After a year, she left the practice to do a fellowship in New Zealand, but instead of getting another physician, I decided to continue with my parade of female health-care providers and started seeing Hannah Armstrong, a young nurse practitioner in the same family practice.
Again: she was a good, compassionate listener and kept me focused on my blood pressure, cholesterol and weight. She also understood another health mystery of mine.
When it was diagnosed in Florida, it was called Tsietse Syndrome. I’d feel a tightening in my chest, similar to heart-attack pain, and it would nearly incapacitate me. When it was diagnosed, years ago, they said it was a reaction to stress. Take a couple of ibuprofen and you’ll be all right.
And I usually was. But I thought: If this is just a simulation of heart-attack pain then how am I going to know when I’m having a real heart attack?
It was so bad once that during my last year in Florida, Nicole took me to the emergency room. The ER doc started talking about inserting a catheter up through my groin and into my heart.
“But it’s not a heart attack,” I told him. “It’s that Tsietse thing. Despite my girth, my heart’s in good health.”
“I never heard of this Tsietse thing,” he said, “and I’m not going to let you out of here until I’m satisfied your heart’s all right.”
He left and I pondered my fate. This catheter — was he going to run it up my flagpole all the way into my heart?

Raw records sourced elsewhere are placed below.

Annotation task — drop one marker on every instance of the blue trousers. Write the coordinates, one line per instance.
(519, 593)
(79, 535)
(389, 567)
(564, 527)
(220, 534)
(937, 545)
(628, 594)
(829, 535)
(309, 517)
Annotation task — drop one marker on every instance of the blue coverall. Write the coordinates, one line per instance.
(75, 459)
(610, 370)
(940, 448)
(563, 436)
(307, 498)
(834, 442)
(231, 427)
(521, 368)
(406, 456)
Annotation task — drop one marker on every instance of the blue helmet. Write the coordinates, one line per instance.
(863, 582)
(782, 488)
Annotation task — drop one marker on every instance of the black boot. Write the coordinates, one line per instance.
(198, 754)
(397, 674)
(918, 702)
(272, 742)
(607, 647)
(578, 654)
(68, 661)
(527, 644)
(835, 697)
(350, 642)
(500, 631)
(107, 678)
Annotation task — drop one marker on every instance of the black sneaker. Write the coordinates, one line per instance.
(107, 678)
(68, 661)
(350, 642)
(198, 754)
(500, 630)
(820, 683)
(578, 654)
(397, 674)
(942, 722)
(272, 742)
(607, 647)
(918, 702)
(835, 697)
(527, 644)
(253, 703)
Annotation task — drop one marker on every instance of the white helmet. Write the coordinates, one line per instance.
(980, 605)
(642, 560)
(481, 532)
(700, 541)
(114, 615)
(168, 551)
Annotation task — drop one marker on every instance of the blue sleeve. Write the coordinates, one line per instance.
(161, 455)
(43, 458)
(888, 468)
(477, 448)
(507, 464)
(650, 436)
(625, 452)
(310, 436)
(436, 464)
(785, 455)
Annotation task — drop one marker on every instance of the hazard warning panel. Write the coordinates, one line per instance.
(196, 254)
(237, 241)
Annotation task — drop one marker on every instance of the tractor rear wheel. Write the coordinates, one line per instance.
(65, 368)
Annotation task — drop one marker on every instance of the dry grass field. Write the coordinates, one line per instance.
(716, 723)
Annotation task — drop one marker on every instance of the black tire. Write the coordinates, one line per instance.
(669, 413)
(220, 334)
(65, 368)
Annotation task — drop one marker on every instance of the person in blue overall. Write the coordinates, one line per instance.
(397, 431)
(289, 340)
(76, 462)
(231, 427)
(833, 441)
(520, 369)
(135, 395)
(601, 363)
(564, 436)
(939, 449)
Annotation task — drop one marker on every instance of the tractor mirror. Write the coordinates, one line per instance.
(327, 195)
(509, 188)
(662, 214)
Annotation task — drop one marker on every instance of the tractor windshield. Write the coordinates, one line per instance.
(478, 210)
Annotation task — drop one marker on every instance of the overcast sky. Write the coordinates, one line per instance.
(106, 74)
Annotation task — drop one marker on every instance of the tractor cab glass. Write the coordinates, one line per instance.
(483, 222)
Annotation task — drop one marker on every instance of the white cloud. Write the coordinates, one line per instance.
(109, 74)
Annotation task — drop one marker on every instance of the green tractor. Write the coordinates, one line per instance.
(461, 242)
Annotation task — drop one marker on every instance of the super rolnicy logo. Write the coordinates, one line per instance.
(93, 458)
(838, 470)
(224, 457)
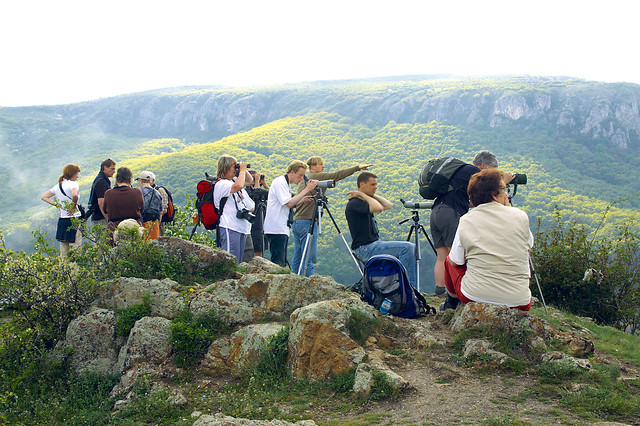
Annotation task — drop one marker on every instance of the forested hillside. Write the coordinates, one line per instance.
(578, 142)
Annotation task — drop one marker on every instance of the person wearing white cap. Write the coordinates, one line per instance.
(152, 212)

And if so, how many hundreds of fucking ways would that hurt?
I saw that he set my chart down on the table beside me, and so I grabbed it and opened it to see what he’d written.
“Pleasant overweight white male ….” I don’t remember what came next. I saw that and thought, Is that what I am?

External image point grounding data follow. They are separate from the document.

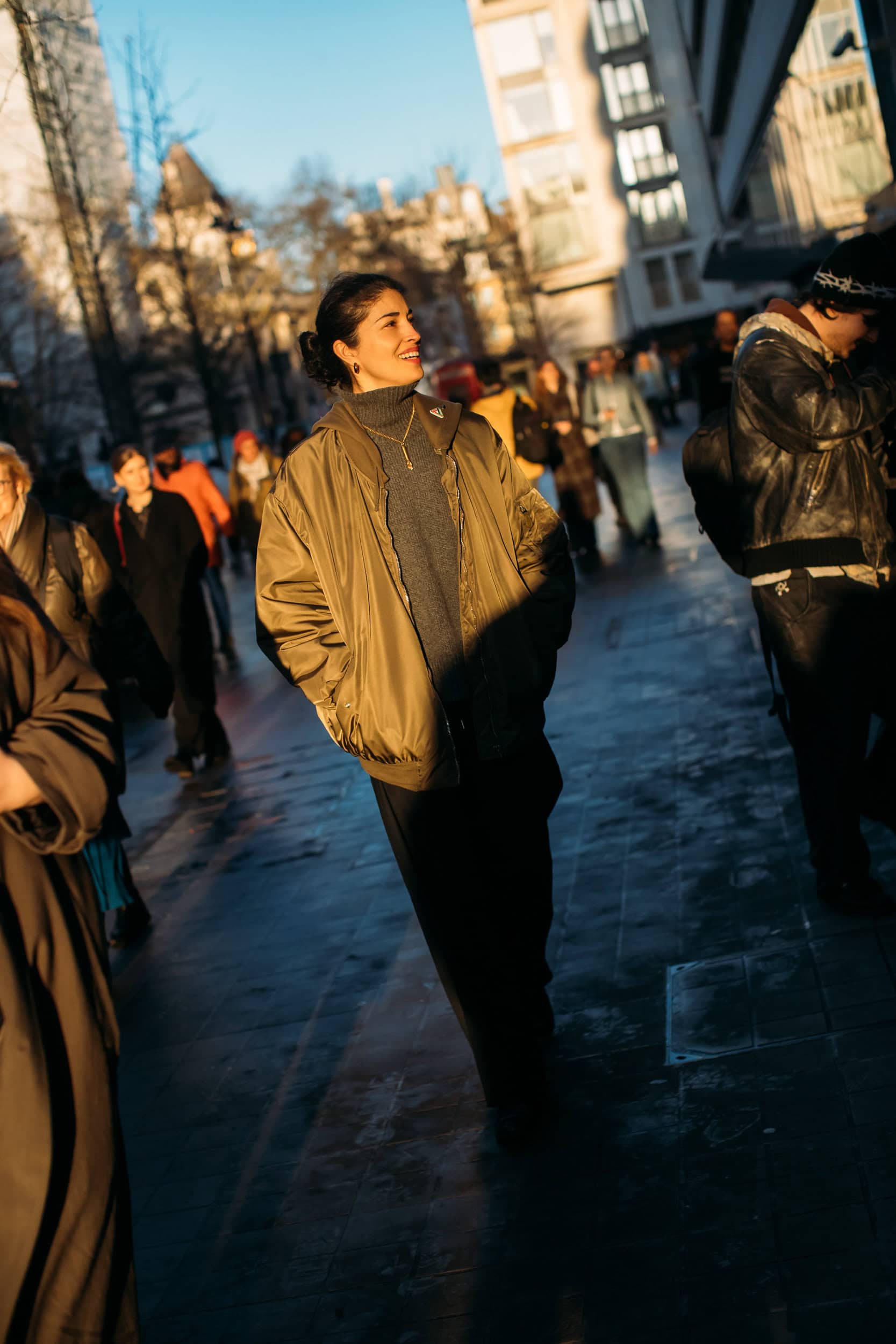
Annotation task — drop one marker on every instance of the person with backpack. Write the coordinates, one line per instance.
(615, 410)
(66, 574)
(159, 555)
(811, 488)
(571, 464)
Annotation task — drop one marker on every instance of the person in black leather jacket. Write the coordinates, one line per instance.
(809, 467)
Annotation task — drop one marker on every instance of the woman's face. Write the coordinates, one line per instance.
(550, 375)
(10, 491)
(388, 346)
(135, 476)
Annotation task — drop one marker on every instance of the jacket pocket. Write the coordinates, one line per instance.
(793, 598)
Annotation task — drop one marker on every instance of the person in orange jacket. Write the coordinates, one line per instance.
(214, 515)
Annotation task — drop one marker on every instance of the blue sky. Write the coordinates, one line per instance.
(378, 88)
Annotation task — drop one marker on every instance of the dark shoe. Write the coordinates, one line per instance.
(131, 924)
(221, 756)
(182, 764)
(862, 897)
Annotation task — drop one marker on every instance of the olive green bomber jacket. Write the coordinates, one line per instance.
(334, 616)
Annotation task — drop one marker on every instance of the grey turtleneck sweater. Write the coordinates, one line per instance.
(426, 539)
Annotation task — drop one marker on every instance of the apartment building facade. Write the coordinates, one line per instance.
(607, 166)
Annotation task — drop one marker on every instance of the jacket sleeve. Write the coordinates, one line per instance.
(641, 412)
(293, 621)
(62, 737)
(217, 503)
(798, 409)
(121, 640)
(191, 542)
(542, 550)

I thought for a moment, then supposed there were worse things to be.
Even though that incident was not long after I’d recovered from shattering my leg, I performed a full-blown stress test, treadmill-jogging and all, to prove to the ER doc that my heart was fine. He released me and told me to stock up on ibuprofen.
I didn’t have too many Tsietse incidents after leaving Florida — it was probably the stress of that job that caused it — but when it would flare up occasionally, I knew what to do.

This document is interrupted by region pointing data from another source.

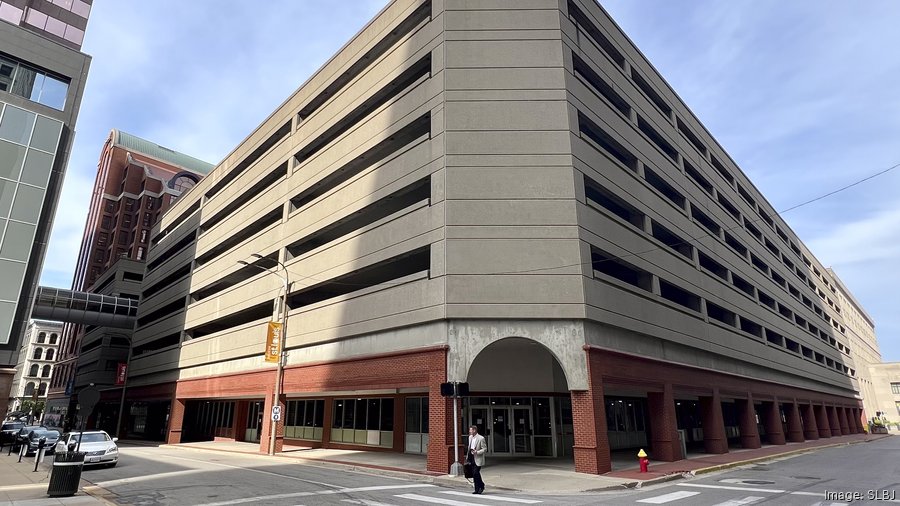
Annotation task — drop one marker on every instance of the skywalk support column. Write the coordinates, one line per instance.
(822, 421)
(772, 422)
(747, 422)
(795, 426)
(810, 426)
(714, 440)
(842, 418)
(663, 425)
(176, 422)
(440, 418)
(833, 421)
(589, 419)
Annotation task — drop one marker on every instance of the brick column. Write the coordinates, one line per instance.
(176, 421)
(264, 434)
(663, 425)
(772, 422)
(591, 447)
(795, 426)
(440, 416)
(714, 440)
(810, 426)
(842, 418)
(833, 421)
(822, 421)
(328, 421)
(856, 417)
(747, 422)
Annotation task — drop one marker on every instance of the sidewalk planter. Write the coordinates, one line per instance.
(66, 474)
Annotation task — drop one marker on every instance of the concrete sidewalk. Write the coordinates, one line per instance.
(20, 485)
(535, 476)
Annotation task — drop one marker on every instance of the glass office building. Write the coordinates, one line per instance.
(42, 75)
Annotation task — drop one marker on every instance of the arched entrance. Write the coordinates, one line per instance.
(520, 400)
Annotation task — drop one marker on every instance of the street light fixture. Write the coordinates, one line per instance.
(279, 371)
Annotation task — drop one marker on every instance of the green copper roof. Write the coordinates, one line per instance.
(133, 143)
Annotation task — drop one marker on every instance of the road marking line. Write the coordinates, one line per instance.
(147, 477)
(743, 489)
(329, 485)
(493, 497)
(319, 492)
(366, 502)
(674, 496)
(437, 500)
(738, 502)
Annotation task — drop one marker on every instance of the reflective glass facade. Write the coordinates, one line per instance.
(28, 142)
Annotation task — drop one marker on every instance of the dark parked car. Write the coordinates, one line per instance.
(10, 429)
(34, 438)
(22, 434)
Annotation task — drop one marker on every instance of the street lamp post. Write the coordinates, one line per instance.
(279, 371)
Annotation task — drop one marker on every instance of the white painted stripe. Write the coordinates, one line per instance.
(249, 469)
(437, 500)
(739, 502)
(724, 487)
(148, 477)
(493, 497)
(319, 492)
(674, 496)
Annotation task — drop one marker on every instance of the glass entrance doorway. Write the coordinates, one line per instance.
(254, 421)
(508, 430)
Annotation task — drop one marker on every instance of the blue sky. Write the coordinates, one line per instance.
(803, 95)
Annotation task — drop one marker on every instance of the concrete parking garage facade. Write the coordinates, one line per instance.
(506, 194)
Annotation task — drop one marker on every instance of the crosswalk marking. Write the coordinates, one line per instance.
(319, 492)
(739, 502)
(674, 496)
(437, 500)
(725, 487)
(493, 497)
(751, 489)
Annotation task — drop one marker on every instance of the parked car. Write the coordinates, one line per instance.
(10, 429)
(34, 438)
(99, 448)
(22, 434)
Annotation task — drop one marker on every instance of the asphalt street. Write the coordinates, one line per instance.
(824, 477)
(151, 476)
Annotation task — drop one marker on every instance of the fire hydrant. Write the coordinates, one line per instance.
(643, 461)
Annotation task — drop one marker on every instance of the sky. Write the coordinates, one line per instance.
(803, 95)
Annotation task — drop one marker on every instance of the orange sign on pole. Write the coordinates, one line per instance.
(273, 342)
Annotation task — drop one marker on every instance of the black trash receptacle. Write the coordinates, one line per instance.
(66, 474)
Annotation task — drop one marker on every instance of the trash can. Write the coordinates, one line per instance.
(66, 474)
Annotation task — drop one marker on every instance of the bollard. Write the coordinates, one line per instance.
(39, 456)
(643, 461)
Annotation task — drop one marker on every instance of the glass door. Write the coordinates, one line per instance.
(522, 431)
(254, 421)
(500, 431)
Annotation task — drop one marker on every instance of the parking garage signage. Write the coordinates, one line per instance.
(273, 342)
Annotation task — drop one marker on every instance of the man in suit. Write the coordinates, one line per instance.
(477, 447)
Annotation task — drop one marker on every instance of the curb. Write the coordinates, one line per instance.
(729, 465)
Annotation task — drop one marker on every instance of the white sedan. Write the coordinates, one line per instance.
(99, 449)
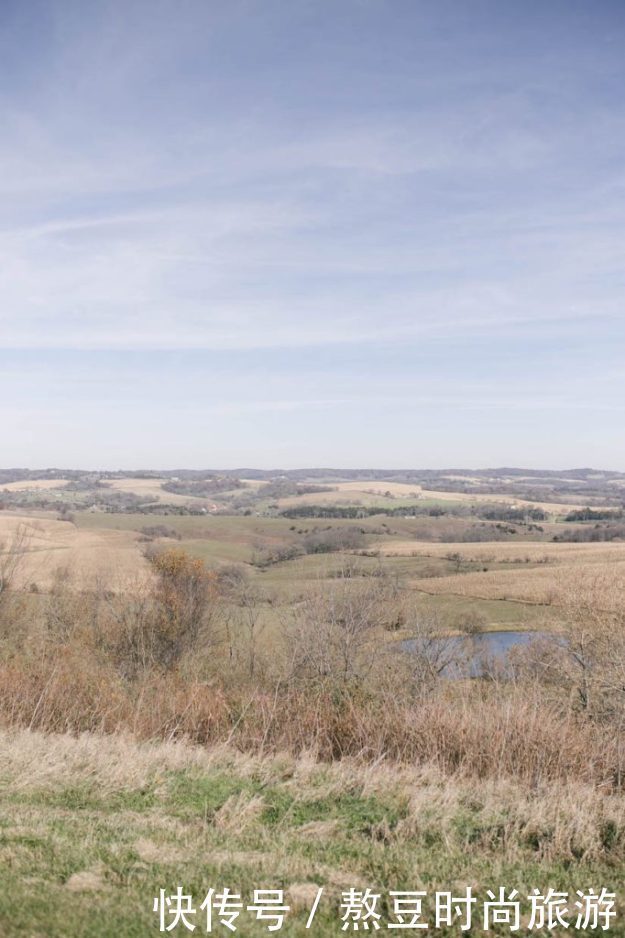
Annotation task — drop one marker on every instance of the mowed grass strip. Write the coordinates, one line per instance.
(91, 829)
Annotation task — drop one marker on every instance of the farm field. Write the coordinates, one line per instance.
(103, 824)
(266, 749)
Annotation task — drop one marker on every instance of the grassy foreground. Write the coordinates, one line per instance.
(92, 827)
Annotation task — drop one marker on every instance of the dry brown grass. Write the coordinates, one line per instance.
(90, 555)
(34, 485)
(467, 732)
(151, 488)
(541, 585)
(575, 814)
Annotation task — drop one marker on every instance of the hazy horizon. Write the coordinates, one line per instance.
(266, 234)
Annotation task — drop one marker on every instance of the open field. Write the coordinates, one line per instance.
(92, 828)
(252, 721)
(34, 485)
(108, 547)
(88, 555)
(151, 488)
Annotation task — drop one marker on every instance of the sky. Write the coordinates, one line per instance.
(289, 233)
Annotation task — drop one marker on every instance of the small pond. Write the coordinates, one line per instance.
(472, 655)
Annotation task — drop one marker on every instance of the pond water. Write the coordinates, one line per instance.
(472, 655)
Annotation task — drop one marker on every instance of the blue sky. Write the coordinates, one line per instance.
(349, 233)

Then came that morning in 2012: I was taking the kids to an appointment in the family-practice building — getting a health check on Savannah to clear her for cheerleading, picking up some forms for the boys — when I thought it might be a good idea to go ask Hannah Armstrong to check on my heart. I was having pain and just wanted to make sure it wasn’t a heart attack. I told the kids to stay put while I ran up to my doctor’s office for a few minutes.
Alas, Hannah was off that day. She would have understood, but her male colleague freaked out and said he would not let me leave the building unless it was in an ambulance.
The kids saw me carried into the ambulance and our sitter was panicking.
“It’s OK,” I said to the kids. “It’s just this thing I have.”
Savannah’s main concern was that it was her sixteenth birthday and I was supposed to take her to get her learner’s permit. Nicole was in Maine, doing one of her periodic residencies at midwifery school. Her old pal, Brandi, had moved in for a month to do sitter duties.
The EMT’s were strapping me in and hooking me up to fluids, but a couple of them were intently flirting with Brandi. Keep those priorities straight, boys, I thought.
“I’m fine, I’m fine,” I kept saying to the kids, standing outside the back of the ambulance. “Don’t worry. Daddy’s going to be all right.”
Sort-of all right, I guess.
After two days in the hospital, I learned it was an acute hypertensive episode. It wasn’t a heart attack; it just felt like one. Still, it could have killed me. My blood pressure was like the Hindenburg just before the explosion. Great, I thought. That’s the last thing I need: another way to die.